As I spoke with sharing advocates and evangelists from Spain, Finland, the UK, France, New York, San Francisco and more, a picture started forming that these groups, while all working toward the same vision of a shareable life, are all very different. Share Tompkins in Ithaca, New York, among other things, connects people with the local resources while Collaborative Consumption travels the world talking to sharing advocates, government officials and venture capitalists; Sharetribe connects people in Finland with shareable goods and services of all kinds while the Post-Growth Institute lays the groundwork for an equitable economic model; Sharers of San Francisco, Collaborative Chats, Shared Squared and others bring people together to learn about and support the sharing economy while the P2P Foundation provides a vast online database of resources, article, graphics, podcasts and more. And the list goes on.
My big-picture take-away from connecting with all these people is that, within this movement, there is something for everyone. On paper, the differences between a serial entrepreneur working on a global scale and someone organizing a neighborhood book swap appear to be many, but in the sharing arena, these two people are working toward a shared vision and speaking the same language; the language of sharing. Startup founders, coders, gardeners, authors, students, cyclists, civic leaders, activists, designers, community organizers, 9-to-5ers, parents, grandparents, teachers and many more are all represented in the sharing movement.

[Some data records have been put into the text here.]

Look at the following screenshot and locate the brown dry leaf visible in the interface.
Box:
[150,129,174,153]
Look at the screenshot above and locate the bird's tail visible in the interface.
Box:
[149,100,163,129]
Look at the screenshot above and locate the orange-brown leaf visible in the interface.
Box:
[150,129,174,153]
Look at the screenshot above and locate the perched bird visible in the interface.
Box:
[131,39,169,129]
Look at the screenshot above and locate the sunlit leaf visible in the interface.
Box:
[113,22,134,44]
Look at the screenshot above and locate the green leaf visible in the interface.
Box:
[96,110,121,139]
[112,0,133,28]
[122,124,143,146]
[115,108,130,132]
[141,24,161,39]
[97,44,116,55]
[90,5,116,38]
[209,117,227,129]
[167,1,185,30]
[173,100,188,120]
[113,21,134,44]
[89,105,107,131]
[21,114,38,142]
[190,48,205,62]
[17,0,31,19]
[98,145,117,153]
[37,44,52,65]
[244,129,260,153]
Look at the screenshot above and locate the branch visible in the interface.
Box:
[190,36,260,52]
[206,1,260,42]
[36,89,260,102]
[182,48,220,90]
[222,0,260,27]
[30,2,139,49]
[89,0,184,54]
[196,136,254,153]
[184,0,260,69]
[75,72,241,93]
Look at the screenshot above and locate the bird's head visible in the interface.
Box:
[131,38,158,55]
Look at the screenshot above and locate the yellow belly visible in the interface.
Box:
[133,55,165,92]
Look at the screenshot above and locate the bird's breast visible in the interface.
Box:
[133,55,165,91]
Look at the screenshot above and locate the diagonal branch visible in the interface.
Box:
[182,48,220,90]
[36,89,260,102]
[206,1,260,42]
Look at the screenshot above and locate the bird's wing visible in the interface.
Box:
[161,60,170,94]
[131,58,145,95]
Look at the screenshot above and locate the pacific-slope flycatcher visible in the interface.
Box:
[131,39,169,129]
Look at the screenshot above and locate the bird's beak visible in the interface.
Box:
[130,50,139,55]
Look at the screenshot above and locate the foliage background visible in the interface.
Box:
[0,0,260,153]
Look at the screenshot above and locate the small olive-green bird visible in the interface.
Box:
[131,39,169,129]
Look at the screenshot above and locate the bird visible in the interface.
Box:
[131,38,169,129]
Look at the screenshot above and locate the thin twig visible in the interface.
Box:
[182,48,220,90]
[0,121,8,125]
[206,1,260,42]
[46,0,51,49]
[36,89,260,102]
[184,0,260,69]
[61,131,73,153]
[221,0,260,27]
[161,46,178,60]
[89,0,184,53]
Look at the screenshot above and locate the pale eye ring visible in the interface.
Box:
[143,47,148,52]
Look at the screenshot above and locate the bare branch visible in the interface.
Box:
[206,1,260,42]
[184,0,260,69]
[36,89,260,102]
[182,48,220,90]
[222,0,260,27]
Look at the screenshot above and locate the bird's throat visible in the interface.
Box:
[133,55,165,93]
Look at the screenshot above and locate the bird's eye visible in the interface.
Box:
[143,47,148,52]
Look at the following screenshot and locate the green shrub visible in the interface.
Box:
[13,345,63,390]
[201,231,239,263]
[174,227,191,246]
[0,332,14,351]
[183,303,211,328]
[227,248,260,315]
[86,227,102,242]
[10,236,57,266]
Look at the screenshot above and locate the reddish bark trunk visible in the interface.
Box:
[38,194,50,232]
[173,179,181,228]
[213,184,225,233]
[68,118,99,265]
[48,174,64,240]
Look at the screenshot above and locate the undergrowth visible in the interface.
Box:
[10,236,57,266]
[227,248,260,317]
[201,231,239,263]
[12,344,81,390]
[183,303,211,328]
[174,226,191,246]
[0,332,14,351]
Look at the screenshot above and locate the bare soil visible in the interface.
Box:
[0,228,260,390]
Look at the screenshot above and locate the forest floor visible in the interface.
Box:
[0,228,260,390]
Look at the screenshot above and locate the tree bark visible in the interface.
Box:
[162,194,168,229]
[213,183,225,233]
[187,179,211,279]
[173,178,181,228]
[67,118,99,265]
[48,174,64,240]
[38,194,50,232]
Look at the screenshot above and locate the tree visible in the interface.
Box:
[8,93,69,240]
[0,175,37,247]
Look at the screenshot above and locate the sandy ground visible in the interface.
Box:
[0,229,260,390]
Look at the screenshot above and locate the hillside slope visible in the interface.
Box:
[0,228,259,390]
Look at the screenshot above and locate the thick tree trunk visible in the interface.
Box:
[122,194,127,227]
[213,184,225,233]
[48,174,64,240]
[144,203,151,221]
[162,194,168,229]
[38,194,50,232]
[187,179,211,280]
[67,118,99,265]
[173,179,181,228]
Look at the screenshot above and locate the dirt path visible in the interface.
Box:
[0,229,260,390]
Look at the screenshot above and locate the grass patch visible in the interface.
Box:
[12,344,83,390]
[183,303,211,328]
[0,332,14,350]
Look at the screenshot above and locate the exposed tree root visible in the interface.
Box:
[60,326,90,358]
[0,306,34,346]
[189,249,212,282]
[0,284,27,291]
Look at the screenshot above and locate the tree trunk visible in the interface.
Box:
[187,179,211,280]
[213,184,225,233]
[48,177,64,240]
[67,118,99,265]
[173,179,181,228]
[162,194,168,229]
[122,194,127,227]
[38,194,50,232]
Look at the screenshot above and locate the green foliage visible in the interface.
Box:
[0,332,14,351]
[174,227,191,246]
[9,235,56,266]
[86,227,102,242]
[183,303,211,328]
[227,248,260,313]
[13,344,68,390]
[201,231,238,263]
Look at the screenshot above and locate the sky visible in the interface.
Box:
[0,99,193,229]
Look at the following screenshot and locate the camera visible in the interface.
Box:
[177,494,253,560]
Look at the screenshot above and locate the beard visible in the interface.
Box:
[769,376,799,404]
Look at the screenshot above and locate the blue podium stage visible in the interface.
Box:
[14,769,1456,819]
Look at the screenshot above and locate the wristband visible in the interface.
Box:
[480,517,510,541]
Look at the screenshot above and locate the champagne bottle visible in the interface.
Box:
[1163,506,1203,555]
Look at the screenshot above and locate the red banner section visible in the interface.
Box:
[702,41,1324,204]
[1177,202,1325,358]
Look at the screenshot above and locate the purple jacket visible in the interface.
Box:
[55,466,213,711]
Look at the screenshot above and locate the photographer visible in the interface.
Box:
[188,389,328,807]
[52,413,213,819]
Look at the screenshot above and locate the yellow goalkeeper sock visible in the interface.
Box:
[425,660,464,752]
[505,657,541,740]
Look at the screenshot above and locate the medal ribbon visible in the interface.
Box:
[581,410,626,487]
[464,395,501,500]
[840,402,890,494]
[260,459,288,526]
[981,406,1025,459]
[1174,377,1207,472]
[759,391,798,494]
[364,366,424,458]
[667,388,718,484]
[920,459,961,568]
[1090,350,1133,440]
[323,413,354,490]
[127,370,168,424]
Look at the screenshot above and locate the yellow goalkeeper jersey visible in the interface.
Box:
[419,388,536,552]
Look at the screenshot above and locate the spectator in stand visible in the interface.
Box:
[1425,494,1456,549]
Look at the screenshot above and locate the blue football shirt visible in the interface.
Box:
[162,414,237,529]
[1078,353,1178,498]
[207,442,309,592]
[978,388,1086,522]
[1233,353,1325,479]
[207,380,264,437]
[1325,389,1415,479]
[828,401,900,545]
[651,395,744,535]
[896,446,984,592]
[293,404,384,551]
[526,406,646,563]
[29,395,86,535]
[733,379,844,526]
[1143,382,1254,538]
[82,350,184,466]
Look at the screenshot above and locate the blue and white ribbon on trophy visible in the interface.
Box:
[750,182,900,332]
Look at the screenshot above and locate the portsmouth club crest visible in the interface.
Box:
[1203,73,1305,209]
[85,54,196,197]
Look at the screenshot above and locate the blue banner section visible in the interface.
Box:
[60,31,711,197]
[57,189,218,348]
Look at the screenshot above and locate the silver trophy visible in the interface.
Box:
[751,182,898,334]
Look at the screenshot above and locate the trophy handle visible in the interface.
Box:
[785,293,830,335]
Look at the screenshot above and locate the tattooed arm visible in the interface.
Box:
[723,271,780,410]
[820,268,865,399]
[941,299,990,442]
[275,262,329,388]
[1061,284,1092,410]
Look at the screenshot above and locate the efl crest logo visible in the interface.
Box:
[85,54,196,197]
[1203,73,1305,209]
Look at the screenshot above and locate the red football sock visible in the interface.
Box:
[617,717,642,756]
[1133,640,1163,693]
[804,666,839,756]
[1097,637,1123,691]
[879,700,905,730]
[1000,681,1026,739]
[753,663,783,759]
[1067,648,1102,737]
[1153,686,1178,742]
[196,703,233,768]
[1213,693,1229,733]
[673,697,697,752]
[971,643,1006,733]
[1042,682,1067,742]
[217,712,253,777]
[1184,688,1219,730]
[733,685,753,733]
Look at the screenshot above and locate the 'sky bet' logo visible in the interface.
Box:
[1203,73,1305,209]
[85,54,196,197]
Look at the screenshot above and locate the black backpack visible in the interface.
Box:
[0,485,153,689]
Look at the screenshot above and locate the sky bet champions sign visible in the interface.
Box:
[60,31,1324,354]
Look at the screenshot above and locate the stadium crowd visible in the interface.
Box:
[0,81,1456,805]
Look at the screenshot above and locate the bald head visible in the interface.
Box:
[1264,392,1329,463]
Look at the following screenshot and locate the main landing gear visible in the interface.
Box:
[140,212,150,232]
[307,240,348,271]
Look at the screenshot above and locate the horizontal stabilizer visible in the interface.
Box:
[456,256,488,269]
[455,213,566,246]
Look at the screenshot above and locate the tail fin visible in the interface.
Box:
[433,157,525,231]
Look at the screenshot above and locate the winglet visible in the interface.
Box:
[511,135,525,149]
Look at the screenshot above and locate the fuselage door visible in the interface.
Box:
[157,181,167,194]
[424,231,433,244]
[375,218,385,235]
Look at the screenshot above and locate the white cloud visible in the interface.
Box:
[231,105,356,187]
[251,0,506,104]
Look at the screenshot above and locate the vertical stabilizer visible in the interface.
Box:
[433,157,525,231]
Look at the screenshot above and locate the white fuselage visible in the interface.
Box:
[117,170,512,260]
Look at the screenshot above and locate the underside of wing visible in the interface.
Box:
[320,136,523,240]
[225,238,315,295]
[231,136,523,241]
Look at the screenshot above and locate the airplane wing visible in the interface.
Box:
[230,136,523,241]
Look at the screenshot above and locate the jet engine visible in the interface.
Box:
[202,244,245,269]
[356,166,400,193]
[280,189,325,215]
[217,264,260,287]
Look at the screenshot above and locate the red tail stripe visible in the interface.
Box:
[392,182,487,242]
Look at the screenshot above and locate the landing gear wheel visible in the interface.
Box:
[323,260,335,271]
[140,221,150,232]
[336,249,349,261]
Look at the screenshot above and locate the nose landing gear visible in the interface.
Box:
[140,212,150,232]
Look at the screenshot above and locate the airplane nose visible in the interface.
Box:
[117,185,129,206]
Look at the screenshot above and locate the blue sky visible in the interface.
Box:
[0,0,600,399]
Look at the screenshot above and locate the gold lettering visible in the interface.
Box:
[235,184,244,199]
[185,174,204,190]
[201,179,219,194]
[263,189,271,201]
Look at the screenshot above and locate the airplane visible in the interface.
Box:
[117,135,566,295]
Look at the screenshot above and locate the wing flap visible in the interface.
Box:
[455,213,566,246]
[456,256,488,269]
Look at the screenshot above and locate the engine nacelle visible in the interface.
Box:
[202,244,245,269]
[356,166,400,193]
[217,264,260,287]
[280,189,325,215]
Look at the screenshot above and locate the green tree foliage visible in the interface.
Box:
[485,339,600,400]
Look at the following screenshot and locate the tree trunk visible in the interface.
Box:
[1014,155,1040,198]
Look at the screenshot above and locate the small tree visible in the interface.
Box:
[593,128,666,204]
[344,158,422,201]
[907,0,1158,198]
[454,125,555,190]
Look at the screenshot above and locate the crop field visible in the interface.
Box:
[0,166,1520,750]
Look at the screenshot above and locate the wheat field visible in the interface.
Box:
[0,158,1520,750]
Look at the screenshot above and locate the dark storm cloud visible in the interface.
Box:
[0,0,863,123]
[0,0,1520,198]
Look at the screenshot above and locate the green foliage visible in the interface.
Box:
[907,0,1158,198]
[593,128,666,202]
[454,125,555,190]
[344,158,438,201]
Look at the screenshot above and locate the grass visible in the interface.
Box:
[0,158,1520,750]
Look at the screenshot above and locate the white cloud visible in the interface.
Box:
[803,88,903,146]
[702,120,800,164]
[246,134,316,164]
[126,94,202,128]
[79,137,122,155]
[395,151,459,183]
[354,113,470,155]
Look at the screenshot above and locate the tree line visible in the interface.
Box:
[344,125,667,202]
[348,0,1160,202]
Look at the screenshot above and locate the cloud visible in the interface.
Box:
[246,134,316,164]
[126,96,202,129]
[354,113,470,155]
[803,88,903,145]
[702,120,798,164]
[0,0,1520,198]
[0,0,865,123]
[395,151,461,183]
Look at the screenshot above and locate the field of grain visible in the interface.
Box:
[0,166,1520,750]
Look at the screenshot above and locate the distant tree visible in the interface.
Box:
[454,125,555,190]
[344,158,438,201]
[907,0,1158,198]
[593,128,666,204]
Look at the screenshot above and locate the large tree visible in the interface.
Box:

As I researched each sharing organization, I learned that these networks of sharing overlap. I asked community leaders what other groups are doing similar things and they all directed me to other communities, some of which they work regularly with. I began to see these networks as rotating wheels spinning next to, and with, each other. Some of them are small and others have a global reach, but they are organized and more than willing to collaborate and share resources of all kinds.
After the article ran, something extraordinary happened. Out of a group thank you email, some of the organizations started talking among themselves about creating a larger network to connect all of these communities. We have the individual wheels promoting sharing in a variety of ways and now they're talking about creating a larger wheel that would enable more best-practice sharing and further strengthen the global sharing community. It was truly inspiring to observe these groups reaching out to each other and it drove home for me the fact that the sharing movement has a massive amount of inspired energy behind it. These communities are dedicated, accessible and connected and what they’re doing is no less than (r)evolutionary. We are witnessing a major cultural shift toward sharing and I, for one, am thrilled to be a part of it.